The board shown in the engraving mentioned above is the 37-hole board. The 33-hole board was first mentioned in Unterricht in der natürlichen Magie by J. C. Wiegleb, published in 1779. The 33-hole board has come to be the standard-sized board in most countries, although the 37-hole board is the most common board in France and can be found elsewhere.
Before discussing a solution, it is convenient to introduce a suitable notation. Several different systems of notation are in use; the one used by Beasley in The Ins & Outs of Peg Solitaire labels the seven columns a through g and the seven rows 1 through 7, so each hole is denoted by its row and column reference. For example, the central square can be denoted as d4. The same notation can be used for the 37-hole board; the only difference is that b2, f2, b6, and f6 represent squares on the 37-hole board but not the 33-hole board.

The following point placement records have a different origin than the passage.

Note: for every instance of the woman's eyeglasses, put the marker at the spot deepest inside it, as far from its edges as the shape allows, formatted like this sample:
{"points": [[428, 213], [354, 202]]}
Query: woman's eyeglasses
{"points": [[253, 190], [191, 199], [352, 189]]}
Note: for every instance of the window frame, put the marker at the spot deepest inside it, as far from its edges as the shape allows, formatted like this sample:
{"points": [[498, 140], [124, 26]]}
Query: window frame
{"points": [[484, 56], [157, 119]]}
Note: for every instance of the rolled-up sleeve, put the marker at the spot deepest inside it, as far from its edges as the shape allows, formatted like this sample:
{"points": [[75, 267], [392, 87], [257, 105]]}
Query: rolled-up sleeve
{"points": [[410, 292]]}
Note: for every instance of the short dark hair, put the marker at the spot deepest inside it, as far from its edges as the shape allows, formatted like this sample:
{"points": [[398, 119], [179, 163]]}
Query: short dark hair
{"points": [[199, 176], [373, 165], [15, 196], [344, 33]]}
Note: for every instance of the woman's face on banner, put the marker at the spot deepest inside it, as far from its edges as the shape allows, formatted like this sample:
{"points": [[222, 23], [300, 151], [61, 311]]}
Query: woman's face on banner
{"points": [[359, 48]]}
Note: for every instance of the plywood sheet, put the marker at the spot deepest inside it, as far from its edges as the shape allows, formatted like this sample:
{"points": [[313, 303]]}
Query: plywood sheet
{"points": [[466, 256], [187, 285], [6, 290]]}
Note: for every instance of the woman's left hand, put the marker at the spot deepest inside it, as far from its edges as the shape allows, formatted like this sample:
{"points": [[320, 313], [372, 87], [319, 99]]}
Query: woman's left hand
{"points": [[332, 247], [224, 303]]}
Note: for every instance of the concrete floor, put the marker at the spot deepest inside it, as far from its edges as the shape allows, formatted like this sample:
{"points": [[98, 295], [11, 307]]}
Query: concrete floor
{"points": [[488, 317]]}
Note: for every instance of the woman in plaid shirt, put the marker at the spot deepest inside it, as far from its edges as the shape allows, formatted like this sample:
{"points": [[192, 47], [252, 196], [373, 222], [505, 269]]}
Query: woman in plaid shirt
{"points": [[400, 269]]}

For the 37-hole game, there is no solution for the centre-complement game (i.e. leaving the centre hole empty, and playing to leave a single peg in the centre hole). This can be demonstrated through the following argument. Divide the 37-hole board into three sets of diagonals A, B, and C, running from top-left to bottom-right, and three sets of diagonals D, E, and F, running in the opposite direction, as shown below:
ABC DEF BCABC DEFDE CABCABC DEFDEFD BCABCAB EFDEFDE ABCABCA FDEFDEF ABCAB EFDEF ABC DEF
Counting up the number of pegs in each of the six diagonals, they are all even, and the total number of pegs on the board is even. If any move is made, the number of pegs in each of the six diagonals will be odd, and the total number of pegs on the board will be odd. It can be seen that, due to the way that moves are made, each of the six diagonals will always have the same parity (even or odd) as the number of pegs currently on the board. The target position, however, will have a different parity on diagonals A, C, D, and F. Therefore, the centre-complement problem cannot be solved on the 37-hole board; similar arguments can show that a position with only the centre hole vacant cannot be reduced to a single peg anywhere on the board, nor can a position with any hole vacant be reduced to a single peg on the square left vacant. Among games for which there is a solution, the most common are to start with a vacancy on a3 and end with a peg on g7, and to start with a vacancy on d3 and end with a peg on d5.
Performing the above analysis on the 33-hole board would show that a solution is theoretically possible. In fact, there are solutions to the game on the 33-hole board. They are very difficult to arrive at, however, for those ignorant of the strategy of the game. Casual players might play time and time again without ever stumbling upon a solution. A player who is particularly attentive might notice that the games often end with pegs in far-off corners that cannot be captured, or without a peg that can jump into the centre hole to complete the game. From there, a player might be able to develop a strategies involving the removal of blocks of pegs.
The 37-hole board has already been discussed. Another board that is not uncommon, although little has been written about it, is the 15-hole triangular board. On this board, moves may be made parallel to any of the three sides of the board. Boards of other sizes, as well as boards of more than two dimensions and infinite-sized boards are also of mathematical interest.
One common variation (on the 33-hole and 37-hole boards) is to allow diagonal moves, similar to those of checkers, as well as orthogonal moves. This variation creates a game that many judge to be too simple. One feature, however, is that it makes a solution to the 37-hole centre-complement game possible.
Various puzzles also exist. Instead of playing from a nearly-full board to a nearly-empty board, these puzzles may ask the player to create a certain (often picturesque) layout of pegs, or to reduce a (often picturesque) layout to a single peg.